For, the release of funds, however permanent or temporary, is being calibrated according to the developments in Afghanistan and the requirement of Pakistan’s political support. Having entered into an alliance with Pakistan with the OIC configuration in place in support of the counter-terrorism coalition, Pakistan’s cooperation is to be retained. However, there are disagreements which, if not managed, would either harm the fragile coalition or would necessitate a change in the overall strategy that the moderates amongst the coalition leaders would not prefer. The disagreements are about the duration of the military operation in Afghanistan, the military strategy to dislodge the Taliban, and the composition of the new Afghan government. While Pakistan would want a short operation based on the elimination of the Afghan leader, the coalition leaders would much rather have all the Afghan fighters eliminated while they remain organized behind the leader. And, while the coalition leaders would not like the inclusion of Taliban in the new government, Pakistan would prefer to have moderate Talibans in the new government. Even though, the US Secretary of State concurs with the Pakistani position, it appears to be an agreement on the surface due to expediency. For, the other regional players including Iran, Russia, and India are encouraged to voice their opposition to Pakistan’s proposal regarding the composition of the new government.
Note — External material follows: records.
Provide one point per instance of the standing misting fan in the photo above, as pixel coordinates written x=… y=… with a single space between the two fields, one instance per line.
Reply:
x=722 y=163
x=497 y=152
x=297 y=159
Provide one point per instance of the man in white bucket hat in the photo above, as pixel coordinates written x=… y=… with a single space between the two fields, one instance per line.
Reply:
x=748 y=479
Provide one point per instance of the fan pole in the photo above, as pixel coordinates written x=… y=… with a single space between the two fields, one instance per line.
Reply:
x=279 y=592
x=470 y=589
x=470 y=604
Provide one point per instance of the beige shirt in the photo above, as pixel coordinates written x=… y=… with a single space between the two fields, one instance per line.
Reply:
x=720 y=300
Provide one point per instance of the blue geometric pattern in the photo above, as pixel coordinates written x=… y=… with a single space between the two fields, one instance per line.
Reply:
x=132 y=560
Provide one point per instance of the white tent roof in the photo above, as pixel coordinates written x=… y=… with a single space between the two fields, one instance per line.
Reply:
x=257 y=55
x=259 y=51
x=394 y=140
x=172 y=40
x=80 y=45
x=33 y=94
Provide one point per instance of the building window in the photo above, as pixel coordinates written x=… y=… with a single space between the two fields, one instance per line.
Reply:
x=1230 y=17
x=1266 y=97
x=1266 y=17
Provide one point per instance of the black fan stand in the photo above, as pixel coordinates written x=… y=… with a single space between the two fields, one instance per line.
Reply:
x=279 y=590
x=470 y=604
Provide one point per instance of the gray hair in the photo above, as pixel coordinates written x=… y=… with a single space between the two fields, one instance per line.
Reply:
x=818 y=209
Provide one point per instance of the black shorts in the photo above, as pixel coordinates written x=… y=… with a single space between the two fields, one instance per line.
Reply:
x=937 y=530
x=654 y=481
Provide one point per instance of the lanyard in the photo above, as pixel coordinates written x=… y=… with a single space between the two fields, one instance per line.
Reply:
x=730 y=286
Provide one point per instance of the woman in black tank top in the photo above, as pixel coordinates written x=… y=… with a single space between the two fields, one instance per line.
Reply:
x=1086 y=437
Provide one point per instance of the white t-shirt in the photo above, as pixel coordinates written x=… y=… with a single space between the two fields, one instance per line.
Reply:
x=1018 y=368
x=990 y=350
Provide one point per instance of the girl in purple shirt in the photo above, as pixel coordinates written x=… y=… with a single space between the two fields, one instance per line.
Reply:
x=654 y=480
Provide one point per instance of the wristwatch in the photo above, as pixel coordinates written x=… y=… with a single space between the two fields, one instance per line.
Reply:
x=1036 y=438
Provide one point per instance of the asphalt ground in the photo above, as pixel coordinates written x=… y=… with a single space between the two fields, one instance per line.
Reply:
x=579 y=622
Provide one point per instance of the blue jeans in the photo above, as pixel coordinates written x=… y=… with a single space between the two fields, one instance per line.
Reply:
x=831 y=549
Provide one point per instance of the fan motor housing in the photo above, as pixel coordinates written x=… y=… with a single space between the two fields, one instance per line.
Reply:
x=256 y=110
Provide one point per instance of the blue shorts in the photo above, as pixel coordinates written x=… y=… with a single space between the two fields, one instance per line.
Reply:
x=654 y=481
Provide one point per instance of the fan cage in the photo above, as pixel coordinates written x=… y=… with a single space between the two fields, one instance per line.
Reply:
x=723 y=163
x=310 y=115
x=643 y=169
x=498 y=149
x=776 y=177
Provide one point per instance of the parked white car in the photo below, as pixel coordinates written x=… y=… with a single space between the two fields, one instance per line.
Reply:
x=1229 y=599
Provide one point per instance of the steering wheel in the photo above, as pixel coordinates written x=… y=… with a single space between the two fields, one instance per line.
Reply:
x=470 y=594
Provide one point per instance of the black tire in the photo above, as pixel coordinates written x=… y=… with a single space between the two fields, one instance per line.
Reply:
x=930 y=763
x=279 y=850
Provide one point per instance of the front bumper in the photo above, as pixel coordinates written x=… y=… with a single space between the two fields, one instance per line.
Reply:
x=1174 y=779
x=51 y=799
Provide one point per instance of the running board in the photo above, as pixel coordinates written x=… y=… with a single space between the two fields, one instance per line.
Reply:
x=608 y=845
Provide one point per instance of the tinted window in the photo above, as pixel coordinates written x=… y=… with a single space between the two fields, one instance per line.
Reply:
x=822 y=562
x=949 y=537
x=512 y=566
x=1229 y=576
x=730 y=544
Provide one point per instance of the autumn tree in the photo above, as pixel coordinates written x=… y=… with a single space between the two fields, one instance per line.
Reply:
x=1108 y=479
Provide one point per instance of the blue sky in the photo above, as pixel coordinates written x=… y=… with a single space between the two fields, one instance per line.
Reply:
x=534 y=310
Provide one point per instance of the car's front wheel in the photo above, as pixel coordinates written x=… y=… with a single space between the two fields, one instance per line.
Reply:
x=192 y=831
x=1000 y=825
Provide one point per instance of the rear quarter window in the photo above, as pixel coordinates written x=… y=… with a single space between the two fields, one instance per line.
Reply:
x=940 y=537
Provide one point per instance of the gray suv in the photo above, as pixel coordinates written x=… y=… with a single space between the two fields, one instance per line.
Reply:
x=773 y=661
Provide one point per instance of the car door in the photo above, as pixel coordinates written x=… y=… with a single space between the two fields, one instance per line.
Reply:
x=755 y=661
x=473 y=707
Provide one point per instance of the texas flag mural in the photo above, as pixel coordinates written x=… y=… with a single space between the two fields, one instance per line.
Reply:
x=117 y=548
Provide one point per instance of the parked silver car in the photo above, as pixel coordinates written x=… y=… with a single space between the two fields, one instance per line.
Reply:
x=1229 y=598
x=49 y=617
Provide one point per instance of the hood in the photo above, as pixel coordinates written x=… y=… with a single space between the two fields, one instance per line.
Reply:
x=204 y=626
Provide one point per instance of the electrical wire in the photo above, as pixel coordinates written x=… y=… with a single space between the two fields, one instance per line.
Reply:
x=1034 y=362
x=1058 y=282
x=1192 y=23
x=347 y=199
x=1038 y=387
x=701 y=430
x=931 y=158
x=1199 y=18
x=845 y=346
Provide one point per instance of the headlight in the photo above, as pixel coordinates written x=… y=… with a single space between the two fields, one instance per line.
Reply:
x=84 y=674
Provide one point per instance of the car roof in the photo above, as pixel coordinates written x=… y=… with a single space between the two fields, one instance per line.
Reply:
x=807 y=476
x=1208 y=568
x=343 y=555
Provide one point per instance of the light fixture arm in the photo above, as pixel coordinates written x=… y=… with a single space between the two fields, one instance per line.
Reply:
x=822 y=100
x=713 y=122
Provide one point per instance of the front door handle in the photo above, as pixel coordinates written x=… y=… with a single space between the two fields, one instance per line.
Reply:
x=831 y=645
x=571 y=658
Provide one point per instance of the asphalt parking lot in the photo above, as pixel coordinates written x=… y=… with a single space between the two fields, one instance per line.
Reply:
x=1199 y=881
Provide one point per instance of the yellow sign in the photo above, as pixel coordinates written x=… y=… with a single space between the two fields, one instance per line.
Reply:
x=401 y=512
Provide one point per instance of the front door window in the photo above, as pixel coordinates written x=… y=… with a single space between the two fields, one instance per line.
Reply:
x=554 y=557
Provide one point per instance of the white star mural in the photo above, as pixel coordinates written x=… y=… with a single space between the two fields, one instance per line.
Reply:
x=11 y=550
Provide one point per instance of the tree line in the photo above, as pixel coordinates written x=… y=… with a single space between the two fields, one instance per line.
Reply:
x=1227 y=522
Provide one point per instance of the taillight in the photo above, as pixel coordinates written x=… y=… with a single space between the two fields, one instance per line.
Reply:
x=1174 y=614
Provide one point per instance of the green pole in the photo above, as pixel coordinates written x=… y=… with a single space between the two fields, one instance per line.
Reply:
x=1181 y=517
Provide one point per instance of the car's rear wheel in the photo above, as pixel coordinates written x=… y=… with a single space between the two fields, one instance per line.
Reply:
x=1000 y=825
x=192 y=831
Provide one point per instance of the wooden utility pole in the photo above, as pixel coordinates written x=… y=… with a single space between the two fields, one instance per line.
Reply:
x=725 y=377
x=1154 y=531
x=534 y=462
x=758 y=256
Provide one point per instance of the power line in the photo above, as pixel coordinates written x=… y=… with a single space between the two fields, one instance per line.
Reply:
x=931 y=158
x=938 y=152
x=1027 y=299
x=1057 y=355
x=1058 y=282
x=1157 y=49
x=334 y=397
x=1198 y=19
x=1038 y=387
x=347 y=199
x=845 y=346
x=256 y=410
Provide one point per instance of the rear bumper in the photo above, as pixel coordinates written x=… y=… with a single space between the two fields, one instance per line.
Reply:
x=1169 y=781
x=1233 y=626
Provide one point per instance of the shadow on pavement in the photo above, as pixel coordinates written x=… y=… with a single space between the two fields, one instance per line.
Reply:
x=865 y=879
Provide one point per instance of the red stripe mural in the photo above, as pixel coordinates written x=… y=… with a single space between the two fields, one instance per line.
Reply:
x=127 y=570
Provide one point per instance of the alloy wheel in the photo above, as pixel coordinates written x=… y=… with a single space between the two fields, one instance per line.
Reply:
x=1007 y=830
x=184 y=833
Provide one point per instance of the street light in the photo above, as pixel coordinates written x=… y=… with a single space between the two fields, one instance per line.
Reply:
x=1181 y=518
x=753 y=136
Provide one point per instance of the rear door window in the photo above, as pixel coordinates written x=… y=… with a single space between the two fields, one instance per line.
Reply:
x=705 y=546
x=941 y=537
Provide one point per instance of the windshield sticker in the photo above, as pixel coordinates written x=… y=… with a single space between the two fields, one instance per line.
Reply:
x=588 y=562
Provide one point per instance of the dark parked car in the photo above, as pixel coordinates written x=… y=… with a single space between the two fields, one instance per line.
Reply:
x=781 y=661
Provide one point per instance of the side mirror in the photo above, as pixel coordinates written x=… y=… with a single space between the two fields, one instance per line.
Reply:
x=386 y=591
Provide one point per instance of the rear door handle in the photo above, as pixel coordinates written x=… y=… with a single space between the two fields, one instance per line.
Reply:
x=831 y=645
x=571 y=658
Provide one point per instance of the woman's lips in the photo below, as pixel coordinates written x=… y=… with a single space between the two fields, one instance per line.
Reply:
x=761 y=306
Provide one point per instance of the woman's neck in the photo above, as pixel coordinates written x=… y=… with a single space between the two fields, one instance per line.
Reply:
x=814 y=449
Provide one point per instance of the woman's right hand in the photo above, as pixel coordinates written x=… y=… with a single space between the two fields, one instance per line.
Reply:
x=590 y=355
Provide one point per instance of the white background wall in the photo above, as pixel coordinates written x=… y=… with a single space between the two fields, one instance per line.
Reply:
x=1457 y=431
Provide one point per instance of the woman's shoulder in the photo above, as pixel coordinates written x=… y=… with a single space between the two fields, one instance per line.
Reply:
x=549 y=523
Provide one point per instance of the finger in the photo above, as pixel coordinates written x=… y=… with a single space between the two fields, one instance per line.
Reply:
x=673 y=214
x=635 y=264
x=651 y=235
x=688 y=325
As the military strategy and the political strategy have not moved in step in Afghanistan, the task of keeping the coalition intact will require an even more deft touch. Inducements will, therefore, be offered to retain the coalition partners. It is in the above context that the suspension of sanctions, concessional aid, refugee expense compensation, and market access should be viewed. The degree of each one of the above economic measures will remain contingent on the pace and direction of the movements in the politico-military strategy in Afghanistan. The fine prints will need to be read continuously by the recipient country which too will need to coordinate its economic policy with its own political outlook towards the crisis. For, wrong and/or ambitious moves might dilute whatever economic inducements are being offered. Or, a lack of flexibility on some political aspects might even provoke a substitution of economic inducements with coercive political measures.

Space for the hawks amongst the coalition leaders would thus be created who would redefine friends and foes and appropriate strategies for each. Pakistan should try to steer clear from this latter worst case scenario. However, aid today is no guarantor of aid tomorrow or in the future. Pakistan’s political response to the continuously evolving counter-terrorism scenario will keep determining the nature and quantum of external financial assistance which will remain a moving target for the recipient coalition partners aiming at it.